Enron’s demise has been the subject of a dozen-odd books and a fine documentary, but it’s still, at some level, a mystery. The fraud trial of former Enron CEOs Jeff Skilling and Kenneth Lay ought to be a great chance to learn what really happened, to finally hear from the people who have been silent or lying—including the defendants themselves, who plan to testify.
So, I am a little disappointed that, at least to judge by their opening statements, the prosecution and the defense are going to try their best not to investigate the puzzle of Enron but instead to tell the simplest possible stories. To put it another way, they are treating the jurors like morons.
According to the Houston Chronicle,which has the best trial coverage, the jury is an unusually educated bunch, with seven college graduates among the dozen. But when prosecutor John Hueston laid out his case against Lay and Skilling, it sounded less like The Smartest Guys in the Room or the Wall Street Journal and more like Accounting for Dummies.
As Sheila McNulty of the Financial Times noted, “An earnings report become a ‘report card.’ ” Wall Street analysts were described as “professional watchers, who look at and digest information.” The off-balance-sheet financing vehicles, which were the linchpin of Enron’s success (and fraud), were where the company stowed “nuclear waste.” Hueston took pains to draw attention away from all that accounting “hocus pocus,” saying: “It’s not about the accounting. It’s about the lie.” It calls to mind Phil Hartman’s old Unfrozen Caveman Lawyer routine on Saturday Night Live: All your strange numbers confuse and scare me, but I do know one thing—those men are liars.
In simplifying to the extreme, prosecutors were being mindful of past failure in white-collar accounting cases—the acquittal last June of former HealthSouth CEO Richard Scrushy, and the hung jury in the first trial of former Tyco CEO Dennis Kozlowski. And so you can’t blame the prosecutors for wanting to keep it easy. Jurors don’t have to know precisely what happened, only that a bunch of bad stuff went down and that the executives lied about it.

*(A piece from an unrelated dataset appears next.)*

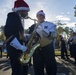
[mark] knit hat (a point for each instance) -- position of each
(41, 12)
(20, 5)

The problem for the prosecution is that Enron and its executives thrived on accounting complexity. Over the years they built an asset-light juggernaut by continually figuring out ways to report accounting profits from deals and investments that didn’t produce real profits. Without the accounting complexity, there was no Enron.
The defense attorneys presume a different type of ignorance—jurors with a complete absence of common sense. The opening statements made by Skilling’s lawyer, Daniel Petrocelli, and by Lay’s lead lawyer, Michael Ramsey, are sharply at odds with the public record and what we know happened.
Here are some of Petrocelli’s gems. “This is not a case of hear no evil, see no evil,” he said. “This is a case where there was no evil.” Enron wasn’t felled by fraud, he said, it was done in during the fall of 2001 by liquidity problems, a run on the bank. What he didn’t say was that those liquidity problems were caused by concerns about fraud. More Petrocelli: “There is no evidence that any books were cooked at Enron.” And: “Enron did not need to manufacture earnings. If you don’t have to create earnings, why did you have to go out and commit a felony?” Ramsey, the lawyer for Lay, was even more emphatic. He said there was no crime at Enron except for “minor thievery” by former CFO Andrew Fastow. “Andy stole crumbs. … What Andy stole was Enron’s reputation,” he said.
Clearly, Petrocelli and Ramsey have chosen to ignore all the evidence of the past five years. They act as though they did not read The Smartest Guys in the Roomor any of the many plea deals and court decisions in which more than a dozen former Enron employees and outside associates either admitted to or were convicted of creating earnings, committing fraud, stealing, and generally doing evil. (Here’s a nice summary of all the Enron-related legal activity.) Crumbs? The sums in play at Enron, and that will be mentioned at trial, were vast. Skilling and Lay were paid and realized hundreds of millions of dollars from stock sales. Fastow and his wife, Lea, admitted to taking enough crumbs to make a ton of bread. When Fastow pleaded guilty nearly two years ago, he agreed to surrender nearly $23 million.
To buy the defense’s theory of the case, you have to believe that 1) the reporting and writing about the pervasive shenanigans, corruption, and deceptions that characterized the company’s accounting and business practices are all made up; and 2) that all the indictments, convictions, and plea deals were trumped up. Apparently, the defense is hoping that this Texas jury is gullible enough to think Enron was just a big frame-up.
One reason Enron got in so much trouble was that it told investors and the public simple, happy stories that were utterly at odds with the firm’s complex and ugly reality. That cost Skilling and Lay their jobs. If their lawyers keep telling the same kind of incredible stories during the trial, it could cost Skilling and Lay their freedom.